Isavuconazole Exposure in Critically Ill Patients Treated with Extracorporeal Membrane Oxygenation: Two Case Reports and a Narrative Literature Review
Beatrijs Mertens,
Omar Elkayal,
Erwin Dreesen,
Joost Wauters,
Philippe Meersseman,
Yves Debaveye,
Karlien Degezelle,
Pieter Vermeersch,
Matthias Gijsen,
Isabel Spriet
Affiliations
Beatrijs Mertens
Department of Pharmaceutical and Pharmacological Sciences, KU Leuven and Pharmacy Department, University Hospitals Leuven, 3000 Leuven, Belgium
Omar Elkayal
Department of Pharmaceutical and Pharmacological Sciences, KU Leuven, 3000 Leuven, Belgium
Erwin Dreesen
Department of Pharmaceutical and Pharmacological Sciences, KU Leuven, 3000 Leuven, Belgium
Joost Wauters
Department of Microbiology, Immunology and Transplantation, KU Leuven and Medical Intensive Care Unit, University Hospitals Leuven, 3000 Leuven, Belgium
Philippe Meersseman
Department of Microbiology, Immunology and Transplantation, KU Leuven and Medical Intensive Care Unit, University Hospitals Leuven, 3000 Leuven, Belgium
Yves Debaveye
Department of Cellular and Molecular Medicine, KU Leuven and Intensive Care Unit, University Hospitals Leuven, 3000 Leuven, Belgium
Karlien Degezelle
Department of Perfusion Technology, University Hospitals Leuven, 3000 Leuven, Belgium
Pieter Vermeersch
Clinical Department of Laboratory Medicine, University Hospitals Leuven, 3000 Leuven, Belgium
Matthias Gijsen
Department of Pharmaceutical and Pharmacological Sciences, KU Leuven and Pharmacy Department, University Hospitals Leuven, 3000 Leuven, Belgium
Isabel Spriet
Department of Pharmaceutical and Pharmacological Sciences, KU Leuven and Pharmacy Department, University Hospitals Leuven, 3000 Leuven, Belgium
Effective dosing of isavuconazole in patients supported by extracorporeal membrane oxygenation (ECMO) is important due to the role of isavuconazole as a first-line treatment in patients with influenza- and COVID-19-associated pulmonary aspergillosis.
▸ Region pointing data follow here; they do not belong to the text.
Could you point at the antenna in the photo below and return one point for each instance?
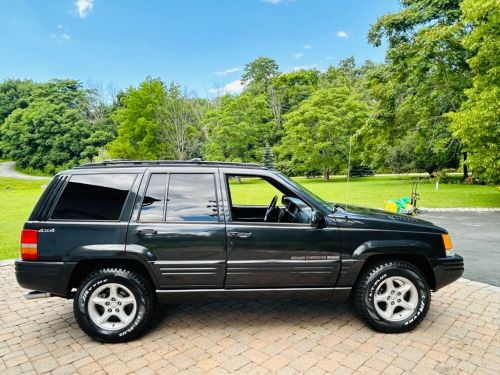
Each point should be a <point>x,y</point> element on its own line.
<point>348,174</point>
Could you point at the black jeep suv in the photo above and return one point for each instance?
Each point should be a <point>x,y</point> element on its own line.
<point>119,236</point>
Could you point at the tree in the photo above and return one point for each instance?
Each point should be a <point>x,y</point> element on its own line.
<point>14,94</point>
<point>179,120</point>
<point>138,128</point>
<point>259,73</point>
<point>268,158</point>
<point>238,127</point>
<point>52,132</point>
<point>477,122</point>
<point>317,133</point>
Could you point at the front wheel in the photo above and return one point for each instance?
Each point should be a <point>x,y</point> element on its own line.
<point>392,296</point>
<point>114,305</point>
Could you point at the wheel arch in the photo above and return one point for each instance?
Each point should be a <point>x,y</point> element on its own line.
<point>86,266</point>
<point>418,260</point>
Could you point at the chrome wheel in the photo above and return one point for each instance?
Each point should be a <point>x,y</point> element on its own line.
<point>396,299</point>
<point>112,306</point>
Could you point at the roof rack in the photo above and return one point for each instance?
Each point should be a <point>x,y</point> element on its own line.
<point>133,163</point>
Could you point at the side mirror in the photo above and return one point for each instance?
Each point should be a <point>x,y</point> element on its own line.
<point>318,219</point>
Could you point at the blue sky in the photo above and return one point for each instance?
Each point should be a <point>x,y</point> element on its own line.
<point>200,44</point>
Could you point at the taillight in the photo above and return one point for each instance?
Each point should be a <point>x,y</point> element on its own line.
<point>29,242</point>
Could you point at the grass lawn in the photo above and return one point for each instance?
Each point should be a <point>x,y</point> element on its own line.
<point>18,197</point>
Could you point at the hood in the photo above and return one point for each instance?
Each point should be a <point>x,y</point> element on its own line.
<point>386,218</point>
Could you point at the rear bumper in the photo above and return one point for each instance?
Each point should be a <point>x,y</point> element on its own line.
<point>447,270</point>
<point>50,277</point>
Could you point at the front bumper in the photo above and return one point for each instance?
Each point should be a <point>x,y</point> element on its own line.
<point>50,277</point>
<point>446,270</point>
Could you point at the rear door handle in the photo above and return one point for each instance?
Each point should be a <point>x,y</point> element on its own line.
<point>146,231</point>
<point>239,234</point>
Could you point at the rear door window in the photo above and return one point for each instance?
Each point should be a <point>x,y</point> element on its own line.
<point>94,197</point>
<point>191,197</point>
<point>153,204</point>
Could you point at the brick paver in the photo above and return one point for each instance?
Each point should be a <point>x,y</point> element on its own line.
<point>459,336</point>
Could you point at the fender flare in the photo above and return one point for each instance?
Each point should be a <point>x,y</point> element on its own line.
<point>112,252</point>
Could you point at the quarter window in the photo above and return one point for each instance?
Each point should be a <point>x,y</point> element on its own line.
<point>153,204</point>
<point>191,197</point>
<point>94,197</point>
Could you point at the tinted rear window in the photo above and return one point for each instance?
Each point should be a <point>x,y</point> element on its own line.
<point>154,199</point>
<point>94,197</point>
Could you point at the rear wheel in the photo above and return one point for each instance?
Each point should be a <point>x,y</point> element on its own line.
<point>392,296</point>
<point>114,305</point>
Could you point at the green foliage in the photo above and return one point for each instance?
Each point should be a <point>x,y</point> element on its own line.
<point>237,128</point>
<point>52,131</point>
<point>425,78</point>
<point>14,94</point>
<point>137,126</point>
<point>268,157</point>
<point>259,72</point>
<point>157,122</point>
<point>434,98</point>
<point>317,133</point>
<point>477,122</point>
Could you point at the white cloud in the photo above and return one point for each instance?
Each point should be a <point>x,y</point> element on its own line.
<point>228,71</point>
<point>83,7</point>
<point>61,35</point>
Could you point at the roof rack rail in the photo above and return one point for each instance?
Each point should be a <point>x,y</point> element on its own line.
<point>133,163</point>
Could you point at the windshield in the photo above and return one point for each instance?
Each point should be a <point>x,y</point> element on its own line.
<point>327,205</point>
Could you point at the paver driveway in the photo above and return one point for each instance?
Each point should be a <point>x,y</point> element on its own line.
<point>460,334</point>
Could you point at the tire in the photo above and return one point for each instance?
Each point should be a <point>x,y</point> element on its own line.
<point>378,303</point>
<point>114,305</point>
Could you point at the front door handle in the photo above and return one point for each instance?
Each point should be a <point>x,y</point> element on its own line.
<point>239,234</point>
<point>146,231</point>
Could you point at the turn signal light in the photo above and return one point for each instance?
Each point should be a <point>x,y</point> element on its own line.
<point>29,244</point>
<point>447,242</point>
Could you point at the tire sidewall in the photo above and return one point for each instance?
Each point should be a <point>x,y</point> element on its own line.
<point>423,297</point>
<point>82,300</point>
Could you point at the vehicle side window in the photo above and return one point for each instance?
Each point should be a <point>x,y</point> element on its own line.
<point>251,191</point>
<point>94,197</point>
<point>191,197</point>
<point>153,204</point>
To date, robust pharmacokinetic data in patients supported by ECMO are limited. Therefore, it is unknown whether ECMO independently impacts isavuconazole exposure. We measured isavuconazole plasma concentrations in two patients supported by ECMO and estimated individual pharmacokinetic parameters using non-compartmental analysis and two previously published population pharmacokinetic models. Furthermore, a narrative literature review on isavuconazole exposure in adult patients receiving ECMO was performed. The 24 h areas under the concentration–time curve and trough concentrations of isavuconazole were lower in both patients compared with exposure values published before. In the literature, highly variable isavuconazole concentrations have been documented in patients with ECMO support. The independent effect of ECMO versus critical illness itself on isavuconazole exposure cannot be deduced from our and previously published (case) reports. Pending additional data, therapeutic drug monitoring is recommended in critically ill patients, regardless of ECMO support.